# can MC cable be exposed?



## ddawg16 (Aug 15, 2011)

It must be protected from damage.....which means you have to use armored cable or use EMT.


----------



## carmusic (Oct 11, 2011)

mc cable is armored... and can be used in wet location if it has a pvc jacket

5. Can Type MC Cable be used in Wet Locations in accordance with the NEC? 
A. Yes. Section 330.10(12) provides the guidance on installations in wet locations. In 
addition, products are available that are suitable for direct burial and parking deck 
applications. These products have a continuous PVC outer jacket.


----------



## amakarevic (Apr 12, 2007)

carmusic said:


> and can be used in wet location if it has a pvc jacket


this is not a "wet location". or does the presence of water valves for the washer make it that?


----------



## Colomboj (Nov 14, 2011)

It's not a wet location.


----------



## ddawg16 (Aug 15, 2011)

carmusic said:


> mc cable is armored... and can be used in wet location if it has a pvc jacket
> 
> 5. Can Type MC Cable be used in Wet Locations in accordance with the NEC?
> A. Yes. Section 330.10(12) provides the guidance on installations in wet locations. In
> ...


 
Brain fart....I was thinking NM


----------



## gregzoll (Dec 25, 2006)

amakarevic said:


> this is not a "wet location". or does the presence of water valves for the washer make it that?


If the space is unfinished, it can be considered a wet location. Especially with the presence of water lines. You should always check with your local building permit office, so they can tell you, what their determination of a wet location is.


----------



## Jim Port (Sep 21, 2007)

Being exposed on an interior wall does not make it a wet location. Here is how the NEC defines location, wet:

Location, Wet. Installations underground or in concrete
slabs or masonry in direct contact with the earth; in locations
subject to saturation with water or other liquids, such
as vehicle washing areas; and in unprotected locations exposed
to weather.


----------



## AndyGump (Sep 26, 2010)

I don't know about the wet location aspect but you are not allowed to to use MX cable lower than 8' high if exposed to a room or such.
The idea is that people would use a low hanging cable to hang stuff on, that is a no go.

Andy.

Dang, I keep saying MX, I guess I am thinking of the old BX cable designation.


----------



## Jim Port (Sep 21, 2007)

AndyGump said:


> I don't know about the wet location aspect but you are not allowed to to use MX cable lower than 8' high if exposed to a room or such.
> The idea is that people would use a low hanging cable to hang stuff on, that is a no go.
> 
> Andy.
> ...


Would you care to share the code prohibition against using MC or AC under 8'?


----------



## AndyGump (Sep 26, 2010)

Jim Port said:


> Would you care to share the code prohibition against using MC or AC under 8'?

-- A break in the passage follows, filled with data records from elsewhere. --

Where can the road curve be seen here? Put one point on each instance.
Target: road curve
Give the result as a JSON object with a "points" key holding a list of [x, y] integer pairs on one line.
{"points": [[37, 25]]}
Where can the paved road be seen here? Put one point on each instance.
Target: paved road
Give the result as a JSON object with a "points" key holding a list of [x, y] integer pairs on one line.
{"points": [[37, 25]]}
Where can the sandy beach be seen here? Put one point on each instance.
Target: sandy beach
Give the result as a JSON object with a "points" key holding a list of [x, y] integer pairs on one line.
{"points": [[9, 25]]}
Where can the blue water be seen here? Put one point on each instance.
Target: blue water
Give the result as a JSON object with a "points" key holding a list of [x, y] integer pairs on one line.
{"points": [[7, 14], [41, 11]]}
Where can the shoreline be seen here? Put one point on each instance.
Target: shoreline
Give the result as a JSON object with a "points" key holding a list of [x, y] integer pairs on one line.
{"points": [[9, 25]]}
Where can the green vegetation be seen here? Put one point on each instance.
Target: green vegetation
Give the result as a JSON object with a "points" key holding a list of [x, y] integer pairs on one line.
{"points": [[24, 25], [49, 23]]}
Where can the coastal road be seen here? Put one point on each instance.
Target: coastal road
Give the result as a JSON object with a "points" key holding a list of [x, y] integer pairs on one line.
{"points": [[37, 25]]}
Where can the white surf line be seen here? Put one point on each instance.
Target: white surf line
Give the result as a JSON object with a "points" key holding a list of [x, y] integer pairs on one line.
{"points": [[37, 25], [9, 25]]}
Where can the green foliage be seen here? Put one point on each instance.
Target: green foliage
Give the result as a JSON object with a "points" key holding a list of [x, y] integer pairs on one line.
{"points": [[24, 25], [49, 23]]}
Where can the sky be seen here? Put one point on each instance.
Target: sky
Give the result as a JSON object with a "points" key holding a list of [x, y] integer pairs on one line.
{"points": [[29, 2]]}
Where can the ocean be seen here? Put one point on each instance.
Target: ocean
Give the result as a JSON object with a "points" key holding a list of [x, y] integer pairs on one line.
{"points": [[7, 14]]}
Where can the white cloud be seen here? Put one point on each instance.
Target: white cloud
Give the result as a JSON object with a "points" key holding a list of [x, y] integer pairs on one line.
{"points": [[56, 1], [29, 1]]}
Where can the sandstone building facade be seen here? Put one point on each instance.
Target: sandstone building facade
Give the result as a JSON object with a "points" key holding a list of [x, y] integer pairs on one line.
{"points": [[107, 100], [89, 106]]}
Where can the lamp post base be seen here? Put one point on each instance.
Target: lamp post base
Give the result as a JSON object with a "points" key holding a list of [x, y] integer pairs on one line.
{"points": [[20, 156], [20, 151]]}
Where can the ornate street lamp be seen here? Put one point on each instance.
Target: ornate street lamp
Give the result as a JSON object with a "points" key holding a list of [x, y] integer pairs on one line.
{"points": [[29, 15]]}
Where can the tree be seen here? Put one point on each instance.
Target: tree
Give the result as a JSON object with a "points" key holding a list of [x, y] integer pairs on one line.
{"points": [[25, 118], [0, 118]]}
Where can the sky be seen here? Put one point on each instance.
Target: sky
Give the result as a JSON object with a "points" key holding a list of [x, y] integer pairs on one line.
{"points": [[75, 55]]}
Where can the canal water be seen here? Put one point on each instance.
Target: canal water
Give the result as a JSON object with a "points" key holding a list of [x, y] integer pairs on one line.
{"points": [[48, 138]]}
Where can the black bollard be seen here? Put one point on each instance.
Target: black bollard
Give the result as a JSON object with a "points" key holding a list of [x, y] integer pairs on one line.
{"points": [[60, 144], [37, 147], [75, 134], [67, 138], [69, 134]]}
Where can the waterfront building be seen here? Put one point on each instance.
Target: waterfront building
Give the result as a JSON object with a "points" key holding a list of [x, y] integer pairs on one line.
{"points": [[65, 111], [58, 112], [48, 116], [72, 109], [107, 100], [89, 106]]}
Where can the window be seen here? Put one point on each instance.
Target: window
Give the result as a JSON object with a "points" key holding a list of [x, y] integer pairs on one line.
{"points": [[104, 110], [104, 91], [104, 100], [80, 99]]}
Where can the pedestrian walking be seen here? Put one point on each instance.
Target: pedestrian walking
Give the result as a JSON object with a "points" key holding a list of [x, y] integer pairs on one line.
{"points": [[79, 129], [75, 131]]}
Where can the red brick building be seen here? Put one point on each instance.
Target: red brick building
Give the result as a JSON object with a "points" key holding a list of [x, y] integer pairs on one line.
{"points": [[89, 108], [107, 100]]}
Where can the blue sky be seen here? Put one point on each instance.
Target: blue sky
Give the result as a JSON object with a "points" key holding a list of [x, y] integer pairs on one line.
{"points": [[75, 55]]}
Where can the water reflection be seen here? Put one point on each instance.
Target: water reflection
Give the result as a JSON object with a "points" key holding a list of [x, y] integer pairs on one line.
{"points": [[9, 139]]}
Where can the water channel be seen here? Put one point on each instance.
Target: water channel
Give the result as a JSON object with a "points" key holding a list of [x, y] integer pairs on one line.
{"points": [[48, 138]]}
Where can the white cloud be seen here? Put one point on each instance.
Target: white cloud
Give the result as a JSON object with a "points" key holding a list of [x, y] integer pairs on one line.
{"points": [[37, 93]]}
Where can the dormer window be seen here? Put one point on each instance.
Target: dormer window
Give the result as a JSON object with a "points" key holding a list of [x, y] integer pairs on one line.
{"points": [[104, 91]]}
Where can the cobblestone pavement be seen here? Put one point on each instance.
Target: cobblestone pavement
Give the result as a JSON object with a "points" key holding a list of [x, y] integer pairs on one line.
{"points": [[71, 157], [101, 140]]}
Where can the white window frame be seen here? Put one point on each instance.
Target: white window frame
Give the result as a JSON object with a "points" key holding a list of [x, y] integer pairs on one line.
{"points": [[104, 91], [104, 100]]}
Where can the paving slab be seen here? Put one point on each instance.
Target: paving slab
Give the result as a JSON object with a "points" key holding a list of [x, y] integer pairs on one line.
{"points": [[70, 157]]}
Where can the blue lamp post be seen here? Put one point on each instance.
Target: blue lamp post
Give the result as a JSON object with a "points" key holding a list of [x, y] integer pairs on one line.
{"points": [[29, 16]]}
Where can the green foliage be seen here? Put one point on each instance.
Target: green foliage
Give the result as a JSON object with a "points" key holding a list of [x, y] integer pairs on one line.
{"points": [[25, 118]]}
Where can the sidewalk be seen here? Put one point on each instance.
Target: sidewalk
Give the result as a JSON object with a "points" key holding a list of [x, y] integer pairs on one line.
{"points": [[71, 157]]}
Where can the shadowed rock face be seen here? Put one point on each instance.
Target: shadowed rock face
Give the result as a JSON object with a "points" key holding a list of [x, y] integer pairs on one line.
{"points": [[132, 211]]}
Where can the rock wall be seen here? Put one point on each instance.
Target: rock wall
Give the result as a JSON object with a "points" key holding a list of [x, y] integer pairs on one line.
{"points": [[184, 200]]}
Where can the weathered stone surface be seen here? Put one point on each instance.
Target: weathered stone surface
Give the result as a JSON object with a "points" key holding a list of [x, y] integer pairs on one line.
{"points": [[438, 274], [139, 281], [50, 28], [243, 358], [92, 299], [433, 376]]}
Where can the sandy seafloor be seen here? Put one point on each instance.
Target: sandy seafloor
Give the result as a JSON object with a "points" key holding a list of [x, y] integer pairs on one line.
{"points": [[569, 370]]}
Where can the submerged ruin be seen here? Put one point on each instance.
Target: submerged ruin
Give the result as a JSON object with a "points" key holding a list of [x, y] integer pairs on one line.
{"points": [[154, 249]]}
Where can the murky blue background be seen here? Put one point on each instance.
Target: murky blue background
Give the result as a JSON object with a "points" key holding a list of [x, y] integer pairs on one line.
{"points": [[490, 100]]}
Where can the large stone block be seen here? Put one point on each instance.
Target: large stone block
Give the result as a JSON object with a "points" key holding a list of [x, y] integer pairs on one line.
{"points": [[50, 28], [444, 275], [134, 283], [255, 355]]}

Actually that is something that I can't do right now. I was talking strictly from experience in the field. Three differnent projects but similar problems. All three issues with MX cable in garages. 
All wanted to run exposed MC cable in the uncovered walls and ceilings. Three different inspectors and two different Building Department plan checkers gigged these particular issues. 

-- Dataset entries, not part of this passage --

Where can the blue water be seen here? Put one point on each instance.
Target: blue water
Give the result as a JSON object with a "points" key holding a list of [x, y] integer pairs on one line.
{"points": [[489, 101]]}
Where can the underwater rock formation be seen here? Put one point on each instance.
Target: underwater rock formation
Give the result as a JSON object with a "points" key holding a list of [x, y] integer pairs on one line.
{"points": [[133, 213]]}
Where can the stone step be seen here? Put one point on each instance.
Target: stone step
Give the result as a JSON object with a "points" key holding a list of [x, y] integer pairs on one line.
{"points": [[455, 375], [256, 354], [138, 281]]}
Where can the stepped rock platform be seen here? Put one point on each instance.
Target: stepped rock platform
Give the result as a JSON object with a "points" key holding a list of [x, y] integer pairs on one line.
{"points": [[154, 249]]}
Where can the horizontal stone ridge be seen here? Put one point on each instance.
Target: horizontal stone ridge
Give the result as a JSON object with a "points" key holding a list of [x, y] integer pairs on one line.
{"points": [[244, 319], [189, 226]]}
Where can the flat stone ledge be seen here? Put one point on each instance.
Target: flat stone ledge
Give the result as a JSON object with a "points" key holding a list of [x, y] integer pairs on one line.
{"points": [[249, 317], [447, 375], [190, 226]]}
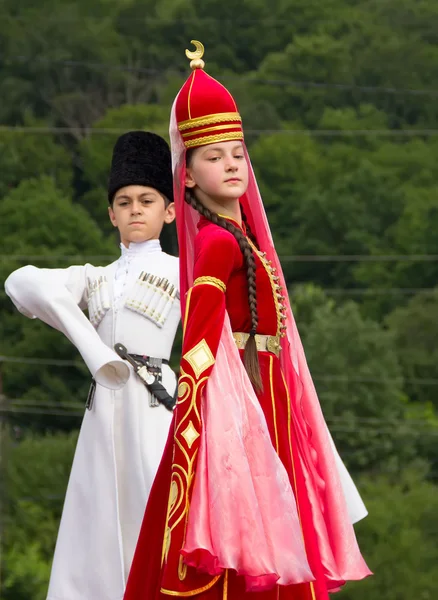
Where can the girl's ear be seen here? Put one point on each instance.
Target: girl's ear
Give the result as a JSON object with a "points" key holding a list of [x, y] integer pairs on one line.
{"points": [[190, 182]]}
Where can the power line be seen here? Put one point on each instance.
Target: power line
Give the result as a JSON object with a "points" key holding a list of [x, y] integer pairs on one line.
{"points": [[315, 376], [283, 258], [40, 361], [405, 430], [375, 291], [227, 77]]}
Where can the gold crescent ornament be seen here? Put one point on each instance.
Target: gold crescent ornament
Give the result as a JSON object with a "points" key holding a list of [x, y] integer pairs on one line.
{"points": [[195, 57]]}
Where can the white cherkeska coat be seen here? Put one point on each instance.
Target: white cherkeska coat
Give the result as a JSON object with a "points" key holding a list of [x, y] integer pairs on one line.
{"points": [[122, 438]]}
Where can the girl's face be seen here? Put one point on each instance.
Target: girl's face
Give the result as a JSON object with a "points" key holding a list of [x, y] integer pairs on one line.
{"points": [[218, 171]]}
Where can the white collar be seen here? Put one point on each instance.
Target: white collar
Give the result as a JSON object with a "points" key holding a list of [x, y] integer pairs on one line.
{"points": [[138, 248]]}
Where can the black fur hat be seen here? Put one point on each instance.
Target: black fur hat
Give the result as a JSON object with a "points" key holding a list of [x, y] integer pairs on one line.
{"points": [[141, 158]]}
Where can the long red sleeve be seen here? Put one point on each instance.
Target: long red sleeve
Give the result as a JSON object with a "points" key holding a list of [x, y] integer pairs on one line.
{"points": [[216, 255]]}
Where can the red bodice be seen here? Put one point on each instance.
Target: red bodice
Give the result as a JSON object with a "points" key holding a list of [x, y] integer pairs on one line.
{"points": [[217, 254]]}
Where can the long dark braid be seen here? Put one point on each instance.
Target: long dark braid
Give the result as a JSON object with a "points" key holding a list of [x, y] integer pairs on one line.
{"points": [[250, 356], [249, 233]]}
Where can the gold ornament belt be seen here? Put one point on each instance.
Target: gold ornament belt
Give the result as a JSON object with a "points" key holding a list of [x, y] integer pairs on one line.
{"points": [[264, 343]]}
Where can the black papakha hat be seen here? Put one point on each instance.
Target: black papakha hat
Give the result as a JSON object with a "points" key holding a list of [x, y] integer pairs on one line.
{"points": [[141, 158]]}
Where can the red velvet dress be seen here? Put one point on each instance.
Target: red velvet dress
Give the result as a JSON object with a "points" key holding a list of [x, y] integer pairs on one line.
{"points": [[220, 285]]}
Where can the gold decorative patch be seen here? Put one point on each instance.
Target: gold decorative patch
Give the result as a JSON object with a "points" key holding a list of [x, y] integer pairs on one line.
{"points": [[190, 434], [200, 358]]}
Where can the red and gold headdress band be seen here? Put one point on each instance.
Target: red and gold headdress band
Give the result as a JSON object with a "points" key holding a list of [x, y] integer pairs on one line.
{"points": [[205, 110]]}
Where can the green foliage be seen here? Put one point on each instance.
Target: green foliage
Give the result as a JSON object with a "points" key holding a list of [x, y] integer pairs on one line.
{"points": [[399, 538], [358, 379], [34, 475]]}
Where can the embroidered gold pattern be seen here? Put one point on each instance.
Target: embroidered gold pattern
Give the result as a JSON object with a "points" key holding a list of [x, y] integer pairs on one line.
{"points": [[199, 358], [209, 120], [212, 281], [192, 592], [211, 139], [182, 569]]}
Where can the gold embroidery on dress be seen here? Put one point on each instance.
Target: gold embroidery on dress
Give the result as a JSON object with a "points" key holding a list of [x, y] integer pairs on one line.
{"points": [[190, 434], [182, 569], [212, 281], [200, 358]]}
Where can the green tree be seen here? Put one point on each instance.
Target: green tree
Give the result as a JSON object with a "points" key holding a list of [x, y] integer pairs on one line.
{"points": [[53, 232], [34, 482], [358, 379], [399, 538]]}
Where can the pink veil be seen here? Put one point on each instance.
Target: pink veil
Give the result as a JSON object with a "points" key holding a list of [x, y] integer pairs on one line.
{"points": [[275, 551]]}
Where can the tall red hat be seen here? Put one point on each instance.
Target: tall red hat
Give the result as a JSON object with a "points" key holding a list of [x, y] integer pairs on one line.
{"points": [[206, 112]]}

I will try to look in the CEC though as it is an interesting item.

Andy.


----------



## AndyGump (Sep 26, 2010)

Ah, now I think I see the issue a bit more clearly now.

Here is the 2010 CEC based on the 2009 (I think) NEC about installations of Armored Cable.
I believe Cali. defines 8' high to be the height needed so the cable is not "subject to physical damage" in exposed places.

Andy.


----------



## gregzoll (Dec 25, 2006)

Andy, it would be kind of hard to damange MC. Now, Romex (ie NM) can be damaged when exposed.


----------



## brric (Mar 5, 2010)

MC cable is not allowed in areas subject to physical damage, NEC 330.12(1). IMO, a wall behind a washer and or dryer is not an area subject to physical damage.


----------